I'm pretty much a huge spaz, I'm endlessly awkward, I overshare to the max, I'm pretty desperate, and that hopeless optimist in me is itching to come out again. I'm currently a pessimist and an optimist rolled into one burrito. Sometimes I look outside the window and I look at everyone around me and the world just seems so beautiful and amazing, and other times I think of Phuc and then I miss him so much and then it's just OTL the whole time. But I honestly think I'm getting worse in terms of getting over Phuc. Recently I've just been missing him more and more. I know it's only been a month, but still. I'd rather just be.. okay. You know? Instead of all this, "give it time, woman" whatnot. I'm so impatient. I just want it to be like poof, now I'm all better. but i miss heem. t.t Sometimes I fall to my knees and yell out Phuc's name "STELLAAA" style. LOL JK. But srsly, I actually really really miss him. Story of my life, amirite? Sigh.

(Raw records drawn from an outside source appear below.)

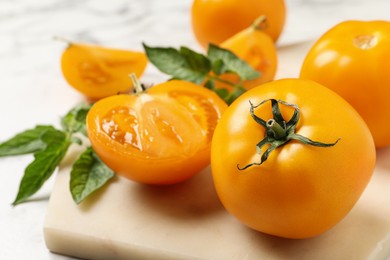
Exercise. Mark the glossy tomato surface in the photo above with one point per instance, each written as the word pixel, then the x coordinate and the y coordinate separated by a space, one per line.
pixel 353 59
pixel 161 136
pixel 214 21
pixel 301 190
pixel 99 72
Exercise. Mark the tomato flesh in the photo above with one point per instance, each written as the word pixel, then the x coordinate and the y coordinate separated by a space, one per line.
pixel 162 136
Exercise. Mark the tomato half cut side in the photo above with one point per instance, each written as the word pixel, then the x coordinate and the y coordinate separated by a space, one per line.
pixel 162 136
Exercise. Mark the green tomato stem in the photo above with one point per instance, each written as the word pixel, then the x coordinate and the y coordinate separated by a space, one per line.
pixel 278 131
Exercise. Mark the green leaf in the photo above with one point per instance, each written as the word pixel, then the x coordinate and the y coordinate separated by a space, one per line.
pixel 75 120
pixel 25 142
pixel 219 67
pixel 184 64
pixel 44 164
pixel 224 61
pixel 88 174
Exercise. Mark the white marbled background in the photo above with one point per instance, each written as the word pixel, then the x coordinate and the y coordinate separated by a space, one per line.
pixel 32 90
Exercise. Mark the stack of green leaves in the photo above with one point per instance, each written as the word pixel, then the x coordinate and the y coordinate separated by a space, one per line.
pixel 186 64
pixel 49 146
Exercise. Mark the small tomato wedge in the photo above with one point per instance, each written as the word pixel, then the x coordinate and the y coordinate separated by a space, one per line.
pixel 353 59
pixel 258 49
pixel 160 136
pixel 99 72
pixel 291 158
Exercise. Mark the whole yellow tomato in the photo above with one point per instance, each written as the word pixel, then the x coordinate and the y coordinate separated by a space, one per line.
pixel 257 48
pixel 267 167
pixel 353 59
pixel 215 21
pixel 160 136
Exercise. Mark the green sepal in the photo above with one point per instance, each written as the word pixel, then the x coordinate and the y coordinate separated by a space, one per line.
pixel 278 132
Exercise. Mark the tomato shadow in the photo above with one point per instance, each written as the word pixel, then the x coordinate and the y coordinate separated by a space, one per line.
pixel 193 199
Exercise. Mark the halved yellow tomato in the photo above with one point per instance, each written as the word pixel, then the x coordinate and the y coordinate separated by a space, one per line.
pixel 160 136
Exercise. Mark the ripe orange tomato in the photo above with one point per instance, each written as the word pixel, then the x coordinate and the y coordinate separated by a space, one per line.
pixel 215 21
pixel 99 72
pixel 301 190
pixel 257 49
pixel 160 136
pixel 352 59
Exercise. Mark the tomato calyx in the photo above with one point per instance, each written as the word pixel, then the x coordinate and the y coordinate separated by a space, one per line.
pixel 278 131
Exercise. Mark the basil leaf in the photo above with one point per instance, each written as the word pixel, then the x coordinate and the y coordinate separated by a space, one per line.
pixel 196 61
pixel 44 164
pixel 184 64
pixel 226 61
pixel 74 120
pixel 25 142
pixel 88 174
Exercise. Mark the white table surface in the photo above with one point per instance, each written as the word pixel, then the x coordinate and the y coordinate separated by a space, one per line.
pixel 33 90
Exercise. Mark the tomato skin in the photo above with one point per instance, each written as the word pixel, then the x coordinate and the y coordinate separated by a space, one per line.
pixel 352 59
pixel 256 48
pixel 155 158
pixel 99 72
pixel 215 21
pixel 301 190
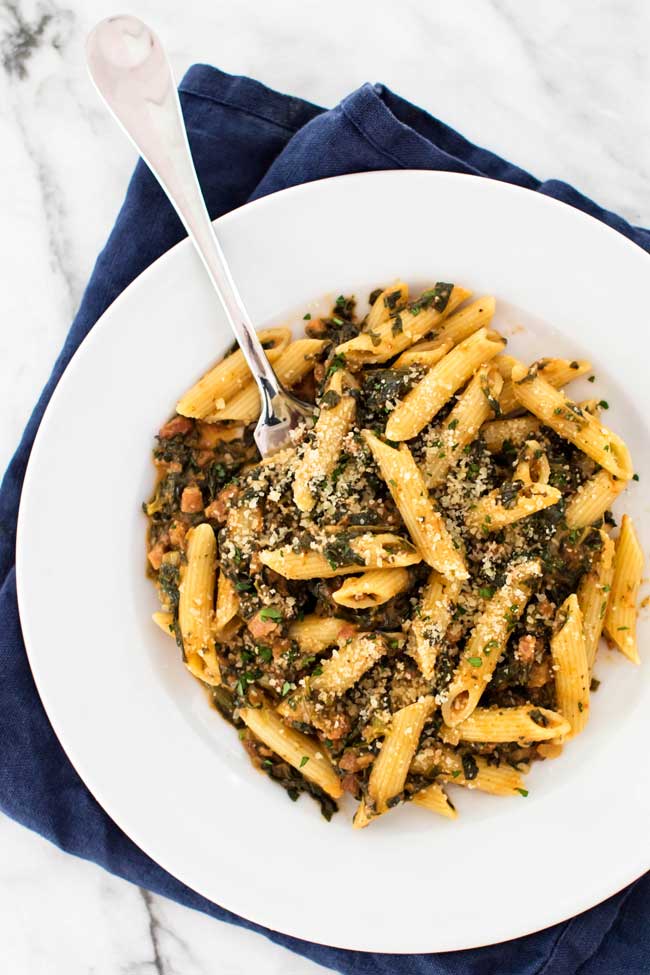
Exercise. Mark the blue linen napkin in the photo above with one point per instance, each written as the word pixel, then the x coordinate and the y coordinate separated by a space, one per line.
pixel 249 141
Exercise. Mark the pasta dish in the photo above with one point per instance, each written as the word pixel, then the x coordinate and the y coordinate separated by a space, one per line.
pixel 412 595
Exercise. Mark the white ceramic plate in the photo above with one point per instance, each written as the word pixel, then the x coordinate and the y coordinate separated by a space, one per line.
pixel 139 730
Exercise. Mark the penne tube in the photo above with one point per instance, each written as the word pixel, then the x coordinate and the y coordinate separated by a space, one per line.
pixel 569 421
pixel 476 405
pixel 313 634
pixel 621 614
pixel 592 406
pixel 292 365
pixel 165 621
pixel 416 356
pixel 592 500
pixel 428 628
pixel 388 303
pixel 225 634
pixel 447 765
pixel 488 641
pixel 514 431
pixel 298 750
pixel 391 766
pixel 465 322
pixel 434 798
pixel 454 330
pixel 525 723
pixel 381 551
pixel 570 665
pixel 228 377
pixel 394 336
pixel 557 372
pixel 347 665
pixel 593 596
pixel 426 398
pixel 196 604
pixel 372 588
pixel 337 412
pixel 425 524
pixel 527 493
pixel 227 602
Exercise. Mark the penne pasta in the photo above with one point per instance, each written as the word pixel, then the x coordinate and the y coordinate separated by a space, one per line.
pixel 196 604
pixel 382 551
pixel 314 634
pixel 527 493
pixel 388 303
pixel 621 614
pixel 593 596
pixel 426 398
pixel 394 336
pixel 428 628
pixel 347 665
pixel 372 588
pixel 165 621
pixel 447 765
pixel 514 432
pixel 592 500
pixel 292 365
pixel 434 798
pixel 227 602
pixel 390 768
pixel 569 421
pixel 524 723
pixel 557 372
pixel 228 377
pixel 476 405
pixel 453 330
pixel 419 356
pixel 298 750
pixel 570 665
pixel 394 557
pixel 488 641
pixel 337 412
pixel 425 524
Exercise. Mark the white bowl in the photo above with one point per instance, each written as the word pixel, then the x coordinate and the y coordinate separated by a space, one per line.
pixel 139 730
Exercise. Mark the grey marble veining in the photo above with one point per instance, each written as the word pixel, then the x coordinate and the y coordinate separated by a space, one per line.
pixel 560 88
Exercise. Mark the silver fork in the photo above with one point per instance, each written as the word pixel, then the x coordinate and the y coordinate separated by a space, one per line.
pixel 128 65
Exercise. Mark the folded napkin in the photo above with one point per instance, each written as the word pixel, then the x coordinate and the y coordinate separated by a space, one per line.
pixel 247 142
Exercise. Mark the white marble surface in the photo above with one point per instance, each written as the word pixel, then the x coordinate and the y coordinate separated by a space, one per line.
pixel 561 88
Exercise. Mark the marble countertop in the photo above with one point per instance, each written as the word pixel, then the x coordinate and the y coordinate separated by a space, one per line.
pixel 561 89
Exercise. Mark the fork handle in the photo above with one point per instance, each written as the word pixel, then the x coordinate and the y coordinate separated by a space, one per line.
pixel 129 67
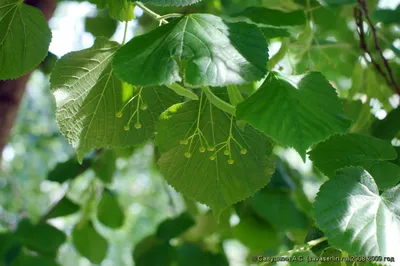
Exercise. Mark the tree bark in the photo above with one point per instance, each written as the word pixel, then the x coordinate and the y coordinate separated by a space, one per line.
pixel 12 91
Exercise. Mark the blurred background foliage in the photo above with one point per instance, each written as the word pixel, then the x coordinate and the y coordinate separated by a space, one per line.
pixel 149 221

But my lab experience abruptly got supremely busy after finally meeting with the professor today, and she promptly dumped a huge binder full of papers and three textbooks on me to read up on for background information. And I got a flood of e-mails with additional papers that I should read. And she wants this all read by next week! And I need to go to a microscopy class and a consortium meeting tomorrow! And omg! AAAAAAA WTF. But I worked with Mr. Supervisor for the first time today, and I never knew that filtering water could be so fun! He kept teasing me that he couldn't tell if I was being sarcastic or sincere in my excitement about filtering water and preparing PBS stock solutions, but secretly I was really having the time of my life. Also I couldn't tell if his laugh was sincere or mocking when I said, "Time to boss this PBS!!!" But I could not imagine being more enthusiastic about doing unit conversions. He made it so exciting, I felt like I was Indiana Jones of the stock solutions. Goooood stuff! I know that all I really did was read and do chores, but I still feel like I had a good day in the lab. And then read more and more and more. I'm actually taking a break from reading right now, so shhhhhh, don't tell my professor! @_@!!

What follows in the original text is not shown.